The Invisible Ship
In 1943 some bright person at McGill University reasoned that since the only reason you can see a darkened ship at night is because it appears darker than its background, if one could lighten the ship a bit it would become invisible. HMCS Rimouski was selected for a trial effort. She was fitted with special diffusing lights and painted a unique colour; and the trials at St. Margaret’s Bay were quite successful. Her CO was J.R. Pickford (later Rear Admiral, RCN) and in his words, “We went out in a boat until we couldn’t make out the ship with the naked eye with the diffused lighting off. Then when they switched it on, we could not see her at the same distance with binoculars.
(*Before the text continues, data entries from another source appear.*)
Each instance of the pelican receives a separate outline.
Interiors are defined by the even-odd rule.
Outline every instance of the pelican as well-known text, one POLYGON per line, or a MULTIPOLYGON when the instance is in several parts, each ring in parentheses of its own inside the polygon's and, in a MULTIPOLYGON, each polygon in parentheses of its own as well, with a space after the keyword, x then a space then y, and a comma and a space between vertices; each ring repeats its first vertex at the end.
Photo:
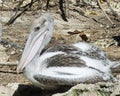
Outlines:
POLYGON ((2 24, 0 23, 0 42, 2 41, 2 24))
POLYGON ((54 18, 43 14, 33 22, 17 72, 23 71, 35 86, 43 89, 78 83, 116 81, 111 73, 115 62, 94 45, 78 42, 44 47, 52 38, 54 18))

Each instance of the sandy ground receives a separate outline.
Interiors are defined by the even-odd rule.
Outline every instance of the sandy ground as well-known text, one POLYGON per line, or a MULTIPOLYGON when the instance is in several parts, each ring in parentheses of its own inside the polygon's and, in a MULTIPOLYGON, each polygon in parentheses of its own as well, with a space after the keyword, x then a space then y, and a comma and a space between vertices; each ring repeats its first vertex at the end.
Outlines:
MULTIPOLYGON (((83 41, 78 34, 69 35, 67 33, 79 30, 86 34, 89 43, 101 47, 107 53, 108 58, 120 61, 120 22, 113 20, 118 27, 112 28, 112 25, 100 9, 86 7, 82 8, 82 10, 85 12, 87 17, 70 10, 68 22, 61 19, 58 10, 50 10, 51 15, 55 18, 55 29, 53 38, 47 47, 54 46, 59 43, 66 44, 83 41), (94 21, 93 18, 98 22, 94 21)), ((42 13, 44 13, 44 11, 26 12, 23 16, 18 18, 14 24, 5 26, 4 24, 9 20, 12 13, 9 11, 1 11, 0 20, 3 25, 2 40, 7 41, 10 44, 0 44, 0 86, 4 87, 10 83, 29 85, 29 81, 24 78, 22 73, 16 74, 16 64, 19 62, 21 57, 31 23, 42 13)), ((113 18, 112 16, 110 17, 113 18)), ((117 71, 114 70, 113 72, 115 75, 118 75, 120 72, 119 68, 117 69, 117 71)), ((28 87, 28 85, 26 86, 28 87)))

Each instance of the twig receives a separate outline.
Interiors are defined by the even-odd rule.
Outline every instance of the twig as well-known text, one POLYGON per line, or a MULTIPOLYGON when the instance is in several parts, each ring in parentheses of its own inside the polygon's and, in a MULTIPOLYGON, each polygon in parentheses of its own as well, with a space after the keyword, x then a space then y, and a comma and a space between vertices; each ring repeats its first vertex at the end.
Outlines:
POLYGON ((61 11, 61 16, 62 16, 62 19, 64 21, 68 21, 67 18, 66 18, 66 14, 63 10, 63 0, 59 0, 59 8, 60 8, 60 11, 61 11))
MULTIPOLYGON (((117 20, 118 20, 118 21, 120 21, 119 15, 117 14, 116 11, 114 11, 114 10, 112 9, 112 7, 111 7, 111 5, 110 5, 110 2, 109 2, 108 0, 106 0, 106 2, 107 2, 107 5, 108 5, 109 9, 110 9, 111 12, 113 13, 113 15, 114 15, 115 17, 117 17, 117 20)), ((116 18, 115 18, 115 19, 116 19, 116 18)))
POLYGON ((47 2, 46 2, 46 10, 49 8, 49 2, 50 2, 50 0, 47 0, 47 2))
POLYGON ((0 62, 0 66, 16 66, 16 62, 0 62))
POLYGON ((100 0, 97 0, 98 4, 99 4, 99 7, 101 8, 101 10, 103 11, 103 14, 106 16, 106 18, 110 21, 110 23, 112 25, 114 25, 113 21, 110 19, 110 17, 106 14, 105 10, 103 9, 101 3, 100 3, 100 0))
POLYGON ((22 11, 22 12, 20 12, 19 14, 17 14, 17 12, 18 12, 18 9, 16 10, 16 13, 15 13, 15 15, 13 16, 13 17, 11 17, 11 19, 5 24, 5 25, 10 25, 10 24, 12 24, 12 23, 14 23, 14 21, 18 18, 18 17, 20 17, 25 11, 27 11, 29 8, 31 8, 31 6, 36 2, 37 0, 31 0, 31 2, 30 3, 28 3, 26 6, 25 6, 25 9, 22 11))

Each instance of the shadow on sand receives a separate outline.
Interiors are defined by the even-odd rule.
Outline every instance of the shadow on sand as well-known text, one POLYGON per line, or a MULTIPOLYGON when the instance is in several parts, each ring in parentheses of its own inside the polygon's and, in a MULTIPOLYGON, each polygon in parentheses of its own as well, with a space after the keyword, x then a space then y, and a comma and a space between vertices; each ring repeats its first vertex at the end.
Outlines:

So, remembering that binoculars are six or seven power the visibility of the ship has been drastically reduced. From inboard though the effect was really weird because we had all these lights. We could read on the bridge. You could walk about the ship without tripping. After years of blackout it was uncomfortable, but it really worked.”
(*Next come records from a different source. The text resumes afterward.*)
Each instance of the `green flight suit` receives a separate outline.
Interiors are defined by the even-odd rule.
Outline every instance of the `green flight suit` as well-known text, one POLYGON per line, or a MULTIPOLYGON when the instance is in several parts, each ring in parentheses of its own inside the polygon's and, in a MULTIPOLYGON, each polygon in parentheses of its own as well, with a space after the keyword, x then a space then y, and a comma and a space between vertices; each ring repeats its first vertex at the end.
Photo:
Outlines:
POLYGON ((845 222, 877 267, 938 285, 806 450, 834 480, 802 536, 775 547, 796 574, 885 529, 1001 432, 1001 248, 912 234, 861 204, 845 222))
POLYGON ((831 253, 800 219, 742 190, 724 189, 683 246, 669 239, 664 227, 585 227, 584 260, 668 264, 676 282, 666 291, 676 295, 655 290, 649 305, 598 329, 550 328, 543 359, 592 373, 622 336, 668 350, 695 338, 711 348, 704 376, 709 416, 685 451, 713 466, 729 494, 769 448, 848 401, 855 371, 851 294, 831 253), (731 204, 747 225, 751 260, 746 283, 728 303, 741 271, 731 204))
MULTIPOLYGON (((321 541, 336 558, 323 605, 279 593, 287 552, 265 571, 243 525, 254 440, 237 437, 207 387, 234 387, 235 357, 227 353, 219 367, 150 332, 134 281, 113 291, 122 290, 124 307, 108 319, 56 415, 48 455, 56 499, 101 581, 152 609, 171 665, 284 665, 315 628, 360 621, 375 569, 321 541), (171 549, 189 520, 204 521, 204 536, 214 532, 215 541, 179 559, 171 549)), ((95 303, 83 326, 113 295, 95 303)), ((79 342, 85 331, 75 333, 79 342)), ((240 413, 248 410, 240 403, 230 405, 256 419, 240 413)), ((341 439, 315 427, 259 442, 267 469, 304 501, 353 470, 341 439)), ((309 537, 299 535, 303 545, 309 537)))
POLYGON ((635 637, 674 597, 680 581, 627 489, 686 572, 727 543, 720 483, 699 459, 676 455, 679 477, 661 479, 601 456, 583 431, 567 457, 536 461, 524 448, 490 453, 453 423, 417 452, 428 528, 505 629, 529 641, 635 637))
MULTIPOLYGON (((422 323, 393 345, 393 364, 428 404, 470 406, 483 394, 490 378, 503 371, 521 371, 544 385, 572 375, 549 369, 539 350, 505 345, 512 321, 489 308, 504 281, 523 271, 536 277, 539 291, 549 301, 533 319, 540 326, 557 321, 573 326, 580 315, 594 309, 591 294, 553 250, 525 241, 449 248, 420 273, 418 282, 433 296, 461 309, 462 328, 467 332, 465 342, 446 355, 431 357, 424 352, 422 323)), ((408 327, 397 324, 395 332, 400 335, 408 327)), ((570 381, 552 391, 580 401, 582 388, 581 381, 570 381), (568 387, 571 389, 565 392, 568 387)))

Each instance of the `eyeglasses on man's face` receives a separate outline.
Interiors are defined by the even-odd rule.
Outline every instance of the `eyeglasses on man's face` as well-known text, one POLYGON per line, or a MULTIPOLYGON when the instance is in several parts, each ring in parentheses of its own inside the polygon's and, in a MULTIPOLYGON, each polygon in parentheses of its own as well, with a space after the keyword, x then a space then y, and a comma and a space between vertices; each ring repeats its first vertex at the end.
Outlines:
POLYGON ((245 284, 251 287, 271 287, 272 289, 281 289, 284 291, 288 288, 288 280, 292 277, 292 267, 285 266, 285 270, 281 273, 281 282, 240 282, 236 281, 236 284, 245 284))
Fitted with this diffused lighting Rimouski was on hand when several escaped German prisoners of war were captured on the beach at the Bay of Chaleur, but her job to intercept the U-boat waiting for the escapees was unsuccessful. She kept the diffused lighting for a few more months but the increasing use of good radar put an end to it. Besides, as Pickford says, “it was very disconcerting when it went wrong to get a signal from another ship saying that we were lit up. Also, I’m told that this lighting illuminated our bow wave and our wake with nothing in sight in between which was a very ghostly site indeed.”